Wednesday, June 04, 2008

One Good, One Bad ... Twice.

Let us start with the good. OnSaaS has provided an introduction into the Software as a Service world where it describes a stack of services from the application, to the framework it runs on, to the operating system underneath this. It describes this stacks as SaaS, PaaS (platform) and IaaS (infrastructure). Whilst I dislike the abundance of *aaS terms almost as much as I dislike the growing plethora of *OAs, the division of the the "as a Service" world into a conceptual computing stack is something I'd agree with.

On a side note, IaaS used to be called HaaS back in 2006. I do find that all this term re-invention creates confusion.

What I find unfortunate is their linking (the bad) of the utility computing definition to the term IaaS. Utility computing is a billing and commodity provisioning model whereas "as a service" is simply about delivery methods. Don't confuse the two, they are not the same.

One of the most exciting future developments of the service world is the potential growth of competitive utility computing markets. These markets will be based upon portability between providers and competition in how services are implemented. However, how do you strike the right balance between competition (the difference between services) and yet ensure portability?

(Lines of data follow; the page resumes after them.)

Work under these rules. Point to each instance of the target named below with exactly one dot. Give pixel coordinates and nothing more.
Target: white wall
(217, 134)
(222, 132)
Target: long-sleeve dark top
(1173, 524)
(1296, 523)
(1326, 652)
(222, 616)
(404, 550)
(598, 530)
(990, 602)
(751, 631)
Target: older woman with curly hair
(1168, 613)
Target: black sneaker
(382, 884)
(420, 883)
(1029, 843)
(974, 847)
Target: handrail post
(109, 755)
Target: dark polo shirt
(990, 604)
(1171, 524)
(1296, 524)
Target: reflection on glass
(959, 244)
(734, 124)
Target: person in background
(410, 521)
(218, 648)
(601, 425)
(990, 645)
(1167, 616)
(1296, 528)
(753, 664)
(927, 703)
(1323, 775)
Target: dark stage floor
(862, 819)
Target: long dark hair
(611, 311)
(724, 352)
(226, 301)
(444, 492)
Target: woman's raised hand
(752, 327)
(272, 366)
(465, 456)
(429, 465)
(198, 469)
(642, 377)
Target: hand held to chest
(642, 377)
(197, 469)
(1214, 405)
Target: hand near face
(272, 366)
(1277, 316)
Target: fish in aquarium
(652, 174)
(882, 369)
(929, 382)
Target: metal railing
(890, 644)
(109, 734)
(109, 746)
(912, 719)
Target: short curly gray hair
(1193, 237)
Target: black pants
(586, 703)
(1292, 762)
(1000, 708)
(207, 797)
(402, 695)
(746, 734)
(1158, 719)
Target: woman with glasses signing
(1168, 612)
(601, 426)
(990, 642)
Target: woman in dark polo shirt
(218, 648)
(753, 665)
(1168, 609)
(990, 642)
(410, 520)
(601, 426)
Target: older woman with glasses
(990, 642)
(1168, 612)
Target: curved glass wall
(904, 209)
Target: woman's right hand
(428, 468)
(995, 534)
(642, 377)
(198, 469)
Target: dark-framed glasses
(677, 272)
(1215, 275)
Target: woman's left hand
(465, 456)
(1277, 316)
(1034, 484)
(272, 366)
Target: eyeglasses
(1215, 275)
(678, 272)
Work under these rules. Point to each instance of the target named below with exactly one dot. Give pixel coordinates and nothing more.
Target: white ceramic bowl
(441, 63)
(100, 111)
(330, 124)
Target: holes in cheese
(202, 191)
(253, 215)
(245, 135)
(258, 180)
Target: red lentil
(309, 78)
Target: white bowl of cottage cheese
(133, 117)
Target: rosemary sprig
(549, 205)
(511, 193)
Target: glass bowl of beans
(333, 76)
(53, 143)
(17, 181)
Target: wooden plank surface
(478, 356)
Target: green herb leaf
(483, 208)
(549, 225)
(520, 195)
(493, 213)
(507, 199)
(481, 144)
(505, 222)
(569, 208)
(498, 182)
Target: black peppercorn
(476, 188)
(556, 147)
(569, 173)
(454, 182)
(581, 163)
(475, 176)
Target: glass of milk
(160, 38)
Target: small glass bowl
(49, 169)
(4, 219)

As previously explained, over the last year, the optimal way to achieve this is to use a combination of GPLv3 and trademarks. The "SaaS loophole" of GPLv3 allows for competition (an individual service can be modified without releasing the code) whilst preventing the branching of systems into a proprietary product (i.e. any modified code which is provided in a distributed executable must be released). This blend of competition and protection can be enhanced by the use of trademarks to provide compliance information to end users. For example, you can modify the service but you can only use the trademark if you comply to the primitives (which can be tested remotely) and allow for portability (which can be tested remotely).

This perfect storm of competition, protection and portability can be created by using open source software licensed under GPLv3 (or an equivalent) with enforcement of a reputable trademark. If you want to know more about this, then I'd suggest seeking out the counsel of Roberta Cairney. It was my discussion with Roberta which brought out the reasons why the SaaS Loophole was so essential for the SaaS world.

As I said back at OSCON in 2007, GPLv3 is the perfect license for the service world. To close the "SaaS loophole" would reduce the value of the license as it discourages competition and increases the barrier to adoption for no discernible benefit. I said "no discernible" benefit as the idea that you can create portability and compliance by removing the SaaS Loophole is wishful thinking at best. For portability to work, you will need an open sourced standard and the emergence of a compliance authority. GPLv3 is the ideal license for encouraging this to happen.

This view is not universal, as Linux Magazine's doubts1 over the GPL shows. It positively describes Facebook's CPAL (Common Public Attribution License) as an example of what is wrong with GPL.

The attribution term (section 14) of the CPAL is reasonable (the good), as a "powered by FaceBook Platform" lends for the creation of high order, trademark protected forms such as "FaceBook Partner Platform" or "FaceBook Enterprise Platform". Such trademarks can provide end users with useful information on the service provider.

However, I find it unlikely that FaceBook is even thinking in those terms because the CPAL suffers (the bad) from the same flaw as AGPL. Section 15 in effect removes the equivalent "SaaS loophole" which undermines any possible competition or service improvement as well as increasing barriers to adoption by serious providers.

Section 15 .... You must treat any External Deployment by You of the Original Code or Modifications as a distribution under section 3.1 and make Source Code available under Section 3.2.

Though the article states that fbOpen is only asking for attribution, it is in effect asking for a lot more. Under the license, any competitive provider would have to return any operational improvements that they might make in the code.

The "SaaS loophole" is an essential part of competition in a service world.2


Additional Notes:

1.The original phrasing included "tirade against", this was incorrect as I have misunderstood the author's intention - please see comments.

2.The original posting included "and Linux Magazine, in my opinion, is just plain wrong on this matter". I have removed this as my opinion was based upon my misunderstanding of the tone of the original article.